Let $a,b,c\ge 0$ such that $a^2+b^2+c^2+abc=4$. Find minimum and maximum of $$P=a+b+c$$
+)Maximum: Let $x=\frac{2\sqrt{ab}}{\sqrt{\left(c+a\right)\left(c+b\right)}};y=\frac{2\sqrt{bc}}{\sqrt{\left(a+b\right)\left(a+c\right)}};z=\frac{2\sqrt{ca}}{\sqrt{\left(b+c\right)\left(b+a\right)}}$
And by AM-GM inequality i proved that $P\le 3$ when $a=b=c=1$
+)Minimum: I will prove $P\ge 2$ and the equality occurs when $a=b=0;c=2$ but failed.
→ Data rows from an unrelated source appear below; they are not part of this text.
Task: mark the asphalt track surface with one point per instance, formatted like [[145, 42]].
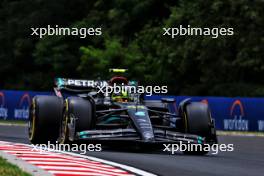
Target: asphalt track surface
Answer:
[[246, 159]]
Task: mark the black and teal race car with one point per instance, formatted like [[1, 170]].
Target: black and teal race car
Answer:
[[79, 112]]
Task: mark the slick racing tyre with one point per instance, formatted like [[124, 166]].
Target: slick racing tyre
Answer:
[[44, 119], [78, 115], [197, 120]]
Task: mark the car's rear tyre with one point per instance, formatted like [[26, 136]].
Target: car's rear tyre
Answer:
[[44, 119], [82, 111], [197, 120]]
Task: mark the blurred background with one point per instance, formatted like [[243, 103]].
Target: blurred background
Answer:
[[132, 38]]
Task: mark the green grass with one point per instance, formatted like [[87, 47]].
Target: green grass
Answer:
[[7, 169]]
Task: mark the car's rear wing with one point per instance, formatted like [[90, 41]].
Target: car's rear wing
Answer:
[[78, 83]]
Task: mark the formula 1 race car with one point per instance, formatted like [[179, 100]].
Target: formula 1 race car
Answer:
[[81, 112]]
I tried substituting and uvw
On
For the minimum, note $P^2 = 4+2(ab+bc+ca)-abc \geqslant 4+6(abc)^{2/3}-abc \geqslant 4$, as $abc \in [0, 1]$ from the obvious AM-GM $4 = a^2+b^2+c^2+abc \geqslant 4(abc)^{3/4}$ and $f(t)=6t^2-t^3$ is increasing in $t\in [0, 1]$.
On
Obviously, $a,b,c\in \left[0,2\right]$ so $abc\leqslant 8$. Thus $$abc = \sqrt[3]{abc}\cdot \sqrt[3]{(ab)(bc)(ca)} \leqslant 2\left(\frac{ab+bc+ca}{3}\right) \leqslant 2(ab+bc+ca).\tag{1}$$
Thus $$ 4=a^2+b^2+c^2+abc \leqslant (a+b+c)^2.$$ Equality occurs when we have equality in (1), which happens only when both sides are $0$.
With the maximal value you are right.
For $c=0$ we get a value $2$ and it'a a minimal value because $$2\sum_{cyc}\sqrt{\frac{ab}{(a+c)(b+c)}}\geq2$$ it's $$\sum_{cyc}\sqrt{ab(a+b)}\geq\sqrt{\prod_{cyc}(a+b)},$$ which is obvious after squaring of the both sides: $$\sum_{cyc}(a^2b+a^2c+2\sqrt{a^2bc(a+b)(a+c)})\geq\sum_{cyc}(a^2b+a^2c+\frac{2}{3}abc).$$